Jacob and his father-in-law competed in a culture that valued cunning. While Laban seemed to get the better end of the deal at the beginning, Jacob came out far ahead in the end.
Jacob and his wives believe that God has given Laban’s flocks to them (Gen 31:9, 16); Laban, by contrast, protests that all Jacob’s wealth really is Laban’s (31:43). So should we feel badly for Laban? Not really. Although Laban’s sister Rebekah had instructed her son Jacob in some deception for a good cause of sorts, Jacob had learned treachery especially from Laban himself. I’m not endorsing the treachery, but that was Jacob’s context in Mesopotamia, and he learned to play the game better than his tutor.
Remember that Laban tricked Jacob into working an extra seven years for Rachel. Afterward, Laban eagerly embraced a deal that he expects will keep himself prosperous and Jacob poor (30:32-34)—and some ten times changed Jacob’s wages in an effort to remain prosperous at Jacob’s expense (31:7, 41). Jacob worked hard for him and suffered much hardship (31:6, 38-42). God defended Jacob, specifically recognizing that Laban had been exploitively mistreating him (31:12).
But while the narrative is partly about justice and injustice, it is also about God being with Jacob. He is with Jacob not because Jacob treated Laban nobly, but because of patriarchal blessing (27:28-29; 28:3-4), because God had revealed himself to this descendant of Abraham (28:12-15), and because Jacob had vowed to him (28:16-22). God continues to convert people from unchurched, non-Christian backgrounds, including myself; we embrace a new heritage in Christ. But those who have a Christian heritage should not take this privilege lightly. Sometimes God blesses us for the sake of those who have gone before us. In the same way, we want God to bless our children on account of our prayers; we trust him to care for them because of his love for us as well as his love for them, even before some of them find their own mature walk with him.
We repeatedly learn that the Lord was with Jacob (28:15; 31:3, 5). Even Laban’s now lessened blessings had previously flourished because of Jacob (30:27, 30), just as God later blessed whatever Joseph touched (39:3, 23). Laban had multiple reasons not to want Jacob to leave! From this we may learn that what matters most in life is God’s blessing. As in Jacob’s case, this does not exempt us from hardship or from being mistreated. The blessings take different forms in our different lives. But we can be grateful for the many blessings we do experience in this life and even more fully in the promised world to come.

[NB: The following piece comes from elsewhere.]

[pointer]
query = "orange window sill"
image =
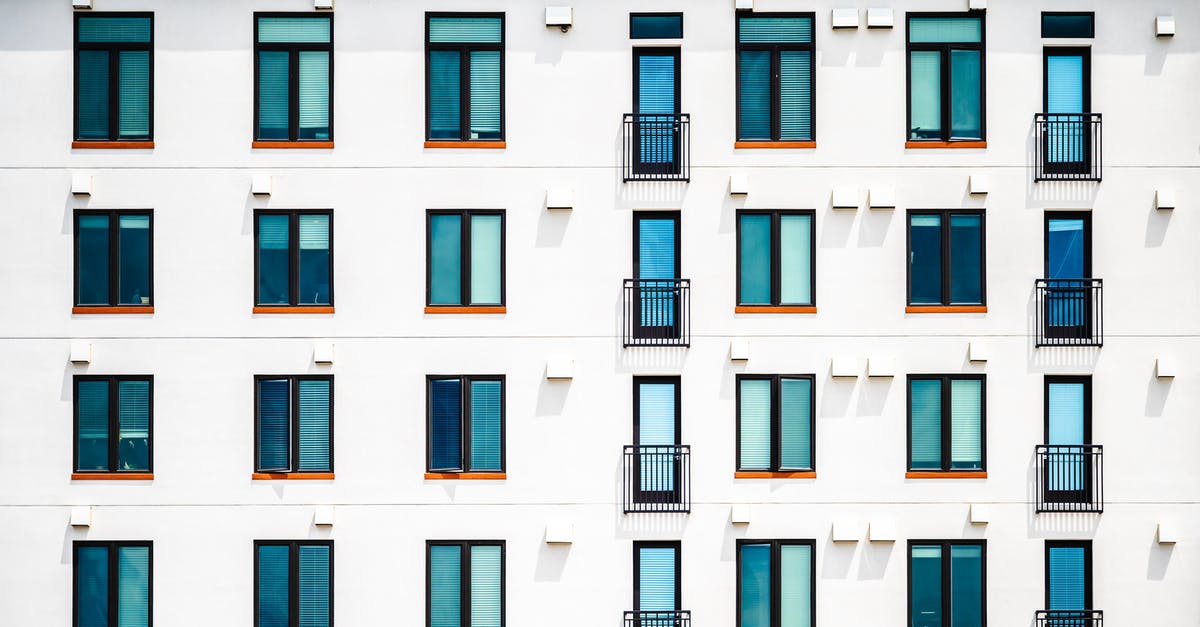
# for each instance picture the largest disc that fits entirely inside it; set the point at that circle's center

Meanwhile, those who live by deception also fall by deception; the deceptions that Laban has fostered now come back to haunt him. As Jacob had gotten the birthright deceptively, Rachel steals her father’s teraphim, which may relate to the inheritance rights (which she seizes in place of Laban’s sons; cf. 31:1). Rachel steals the teraphim, but Jacob “steals” (the same Hebrew verb) the heart of Laban (lev Lavan) by fleeing without telling him (31:20). Why Jacob felt the need to flee secretly will be the subject of our next study.
Victory ultimately belongs not to one who outwits others, or to the strong and cunning, though they may have an advantage in the short run. In the long run, victory belongs to those to whom the Lord gives it (1 Sam 17:47; Prov 21:31).